Literatur
Carolin Emcke: Europa mit Leidenschaft verteidigen

Auch beim Friedenspreis des Deutschen Buchhandels sind Frauen eine rare Spezies. Carolin Emcke gehört jetzt zu den Ausnahmen. Allerdings hätte sie sich einen anderen Tag für die Auszeichnung gewünscht.

Freitag, 24.06.2016, 12:06 Uhr

Carolin Emcke ist erst die neunte Frau, die den seit 1950 vergebenen Friedenspreis des Deutschen Buchhandels erhält.
Carolin Emcke ist erst die neunte Frau, die den seit 1950 vergebenen Friedenspreis des Deutschen Buchhandels erhält. Foto: Arno Burgi

Berlin (dpa) - Die Journalistin und Publizistin Carolin Emcke bekommt den Friedenspreis des Deutschen Buchhandels für ihr Engagement um Frieden und Dialog.

Am Tag eins des Brexit erklärt die 48-jährige Wahlberlinerin im Gespräch mit der Deutschen Presse-Agentur , warum sie gerade nach dem Nein der Briten den Einsatz für Europa so wichtig findet.

Frage: Es gibt ja nicht so viele Frauen in der Liste der Preisträger. Eine Überraschung?

Antwort: Ich bin so erstaunt wie beglückt. Und ich finde es eine ungeheure Ehre, in eine Reihe mit denen gestellt zu werden, die den Preis vor mir bekommen haben. Da sind natürlich auch Autorinnen und Autoren, Denkerinnen und Denker dabei, die mein Leben und Schreiben geprägt haben, und insofern ist das auch ein sehr berührender Moment. Martin Buber , Jürgen Habermas, David Grossman, Susan Sontag - das sind Figuren, die mich heute eher demütig fühlen lassen. Aber natürlich hätte ich mir gewünscht, dass diese Nachricht nicht auf einen Tag fällt, der so traurig für Europa ist.

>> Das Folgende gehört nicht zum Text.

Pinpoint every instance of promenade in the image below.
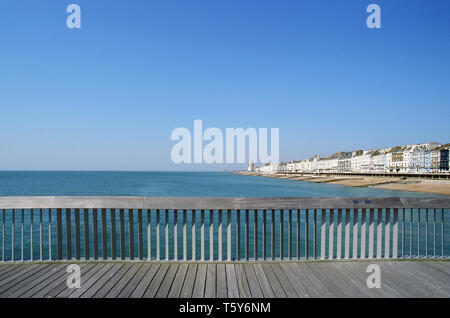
[0,260,450,298]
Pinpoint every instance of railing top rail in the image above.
[0,196,450,210]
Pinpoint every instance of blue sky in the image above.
[0,0,450,170]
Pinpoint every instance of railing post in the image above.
[138,209,144,260]
[359,208,367,259]
[163,209,170,261]
[392,208,398,258]
[263,210,267,260]
[305,209,309,260]
[209,210,214,261]
[147,209,151,261]
[433,209,436,258]
[200,209,205,261]
[320,209,327,259]
[409,208,414,258]
[417,208,420,258]
[297,209,301,260]
[369,209,375,258]
[352,209,359,259]
[30,209,34,261]
[336,209,342,259]
[75,209,80,260]
[328,209,334,259]
[384,208,391,258]
[119,209,125,260]
[227,210,231,261]
[156,209,161,261]
[344,209,350,259]
[270,209,275,261]
[21,209,25,262]
[128,209,134,260]
[402,209,406,258]
[425,209,428,258]
[217,209,222,261]
[236,209,241,261]
[253,209,258,261]
[11,209,16,262]
[183,209,187,261]
[84,209,90,260]
[2,210,6,262]
[92,209,98,260]
[102,209,108,260]
[245,210,250,261]
[56,209,62,260]
[111,209,117,260]
[441,208,445,258]
[66,208,72,260]
[280,209,284,260]
[191,209,197,261]
[377,209,383,258]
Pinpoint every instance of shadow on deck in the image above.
[0,260,450,298]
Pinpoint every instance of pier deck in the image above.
[0,260,450,298]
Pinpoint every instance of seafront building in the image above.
[253,142,450,174]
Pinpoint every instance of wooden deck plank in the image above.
[234,264,252,298]
[390,262,450,297]
[26,264,93,298]
[4,264,67,298]
[0,265,20,280]
[167,264,189,298]
[216,264,228,298]
[314,262,361,298]
[380,262,448,297]
[225,264,239,298]
[0,264,49,294]
[130,263,161,298]
[117,263,152,298]
[419,261,450,276]
[143,264,170,298]
[68,263,121,298]
[327,262,378,298]
[280,263,311,297]
[290,263,333,297]
[339,262,401,298]
[63,264,116,298]
[192,264,208,298]
[253,264,275,298]
[244,264,263,298]
[56,263,111,298]
[205,264,217,298]
[180,264,197,298]
[261,264,287,298]
[0,260,450,298]
[85,263,133,298]
[33,263,99,298]
[155,263,180,298]
[272,264,299,298]
[302,263,347,297]
[104,263,142,298]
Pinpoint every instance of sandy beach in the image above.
[236,171,450,195]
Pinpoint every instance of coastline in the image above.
[233,171,450,195]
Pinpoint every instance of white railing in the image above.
[0,197,450,262]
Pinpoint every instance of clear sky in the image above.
[0,0,450,170]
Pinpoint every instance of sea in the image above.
[0,171,450,261]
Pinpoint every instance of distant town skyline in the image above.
[0,0,450,171]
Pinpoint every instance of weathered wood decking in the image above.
[0,261,450,298]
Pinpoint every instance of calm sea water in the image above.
[0,171,444,197]
[0,171,450,260]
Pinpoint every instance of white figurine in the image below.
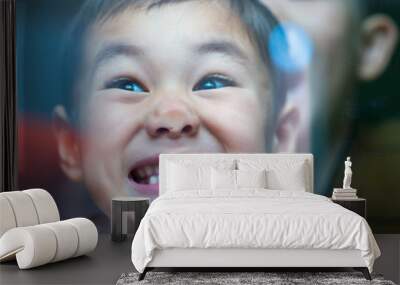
[343,156,353,189]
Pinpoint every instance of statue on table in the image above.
[343,156,353,189]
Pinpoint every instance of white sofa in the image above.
[0,189,98,269]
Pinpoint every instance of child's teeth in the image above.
[149,175,158,184]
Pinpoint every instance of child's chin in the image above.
[128,179,158,197]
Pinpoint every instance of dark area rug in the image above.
[117,272,395,285]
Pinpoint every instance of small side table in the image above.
[111,197,150,241]
[332,198,367,219]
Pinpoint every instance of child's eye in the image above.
[105,78,148,92]
[193,74,236,91]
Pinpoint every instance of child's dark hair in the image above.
[62,0,285,133]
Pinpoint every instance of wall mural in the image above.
[17,0,400,233]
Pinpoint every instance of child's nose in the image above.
[145,101,200,139]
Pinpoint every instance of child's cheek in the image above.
[198,88,266,152]
[83,92,144,152]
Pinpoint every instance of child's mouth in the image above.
[128,155,158,196]
[129,163,158,184]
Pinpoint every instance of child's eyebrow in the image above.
[94,43,144,70]
[195,40,248,61]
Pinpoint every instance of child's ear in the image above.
[53,105,82,181]
[273,105,300,153]
[358,14,398,80]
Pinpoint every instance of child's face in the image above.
[71,1,273,213]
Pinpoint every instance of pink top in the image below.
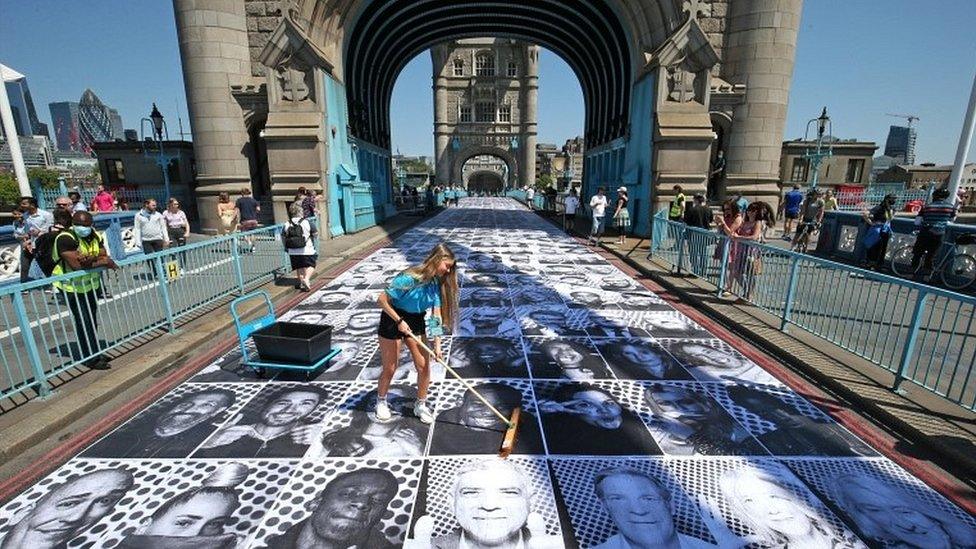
[92,191,115,212]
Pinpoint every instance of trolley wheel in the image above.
[942,254,976,290]
[891,246,915,278]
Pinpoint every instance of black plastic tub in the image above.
[251,322,332,365]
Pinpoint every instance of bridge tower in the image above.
[430,38,539,191]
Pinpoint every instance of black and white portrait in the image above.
[617,291,673,311]
[113,463,252,549]
[457,307,521,337]
[0,467,135,549]
[516,302,589,337]
[639,311,712,339]
[449,337,529,378]
[703,465,860,549]
[786,459,976,549]
[512,284,563,307]
[535,382,661,456]
[593,338,692,379]
[310,385,430,458]
[464,272,505,288]
[194,384,336,458]
[403,457,563,549]
[460,287,511,307]
[260,462,404,549]
[586,309,648,338]
[82,383,255,458]
[712,385,875,456]
[330,309,380,338]
[644,383,768,456]
[659,339,779,385]
[430,382,545,456]
[524,337,613,380]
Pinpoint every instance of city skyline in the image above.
[0,0,976,164]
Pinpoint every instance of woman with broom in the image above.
[376,244,458,424]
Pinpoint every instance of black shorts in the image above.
[376,307,427,339]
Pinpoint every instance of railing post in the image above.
[779,255,800,332]
[674,224,688,274]
[230,234,244,295]
[153,256,176,333]
[716,236,732,297]
[891,290,929,391]
[10,292,50,397]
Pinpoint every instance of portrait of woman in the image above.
[536,383,661,456]
[719,467,860,549]
[594,338,692,380]
[525,338,613,380]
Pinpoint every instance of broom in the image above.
[410,334,522,458]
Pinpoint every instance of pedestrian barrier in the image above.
[0,219,318,398]
[648,213,976,410]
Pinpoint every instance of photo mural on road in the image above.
[0,198,976,549]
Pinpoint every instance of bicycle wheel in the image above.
[891,246,917,278]
[942,254,976,290]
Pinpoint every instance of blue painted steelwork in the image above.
[649,215,976,410]
[580,74,656,236]
[0,219,318,398]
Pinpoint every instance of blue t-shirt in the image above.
[386,272,441,313]
[234,196,258,221]
[783,191,803,215]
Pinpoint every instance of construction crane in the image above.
[885,112,921,128]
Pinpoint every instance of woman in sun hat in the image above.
[613,187,630,247]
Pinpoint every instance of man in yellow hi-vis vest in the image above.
[52,212,119,370]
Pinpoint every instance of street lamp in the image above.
[139,103,180,203]
[803,107,834,189]
[149,103,163,141]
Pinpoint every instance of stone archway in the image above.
[449,146,519,191]
[467,170,505,195]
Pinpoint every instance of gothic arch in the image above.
[451,145,518,185]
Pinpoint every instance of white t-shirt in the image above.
[565,195,579,215]
[282,217,315,255]
[590,194,607,217]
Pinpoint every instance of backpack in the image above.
[285,218,308,250]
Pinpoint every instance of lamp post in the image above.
[139,103,180,203]
[803,107,834,189]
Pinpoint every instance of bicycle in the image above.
[790,221,820,254]
[891,231,976,290]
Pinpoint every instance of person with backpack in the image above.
[283,202,319,292]
[51,212,119,370]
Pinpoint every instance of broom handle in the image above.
[410,334,512,426]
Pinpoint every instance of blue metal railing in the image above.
[0,219,318,398]
[648,215,976,410]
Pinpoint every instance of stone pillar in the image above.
[434,74,456,185]
[722,0,803,206]
[518,46,539,187]
[173,0,251,230]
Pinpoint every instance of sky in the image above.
[0,0,976,163]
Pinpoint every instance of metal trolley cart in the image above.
[230,291,340,381]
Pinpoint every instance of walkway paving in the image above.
[0,199,976,548]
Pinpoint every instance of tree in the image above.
[27,168,61,189]
[0,172,20,206]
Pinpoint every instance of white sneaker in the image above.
[413,400,434,425]
[376,400,393,421]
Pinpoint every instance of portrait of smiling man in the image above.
[403,458,564,549]
[0,468,133,549]
[267,468,398,549]
[194,385,328,458]
[82,388,237,458]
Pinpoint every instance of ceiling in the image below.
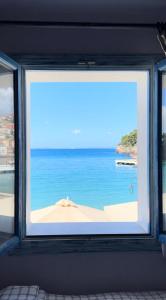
[0,0,166,55]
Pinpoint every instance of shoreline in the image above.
[30,199,138,223]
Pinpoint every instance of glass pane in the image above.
[162,73,166,231]
[26,71,149,235]
[0,65,15,242]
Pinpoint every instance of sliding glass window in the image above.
[25,70,150,235]
[0,63,15,243]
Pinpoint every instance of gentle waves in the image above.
[31,149,137,210]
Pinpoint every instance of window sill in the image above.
[27,222,149,236]
[9,236,161,256]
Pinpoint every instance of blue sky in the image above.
[30,82,137,148]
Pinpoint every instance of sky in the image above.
[30,82,137,149]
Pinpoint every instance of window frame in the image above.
[156,59,166,244]
[12,56,159,253]
[0,52,21,255]
[25,66,150,237]
[1,54,163,255]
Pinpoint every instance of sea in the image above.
[0,149,137,210]
[31,149,137,210]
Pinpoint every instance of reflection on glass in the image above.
[162,73,166,231]
[0,66,14,237]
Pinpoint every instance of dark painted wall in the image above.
[0,252,166,294]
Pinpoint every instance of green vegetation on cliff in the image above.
[120,129,137,147]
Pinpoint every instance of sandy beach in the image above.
[30,199,137,223]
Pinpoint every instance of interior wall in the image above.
[0,252,166,294]
[0,0,166,294]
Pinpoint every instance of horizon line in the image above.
[30,146,116,150]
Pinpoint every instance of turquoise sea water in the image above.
[31,149,137,210]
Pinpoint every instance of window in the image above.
[0,63,15,244]
[26,70,150,235]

Frage: Sind die Brücken zu Großbritannien jetzt abgerissen?

Antwort: Mein ganzes Leben lang war ich dankbar dafür, dass ich Europäerin sein darf. Und ich fürchte, vielleicht haben wir das auch ein bisschen zu selbstverständlich genommen. Ich gehöre ja zu einer Generation, die Europa nicht erringen musste, sondern der es geschenkt worden ist. Ich habe mir dieses Privileg, in Europa leben zu dürfen, durch nichts verdient. Nun ist es an der Zeit, Europa auch zu verteidigen gegen diejenigen, die es mit ihrem Nationalismus und ihren Ressentiments unterwandern.

Frage: Sie bekommen den Preis auch für Ihr Engagement, den Dialog da fortzusetzen, wo er nicht mehr möglich erscheint ...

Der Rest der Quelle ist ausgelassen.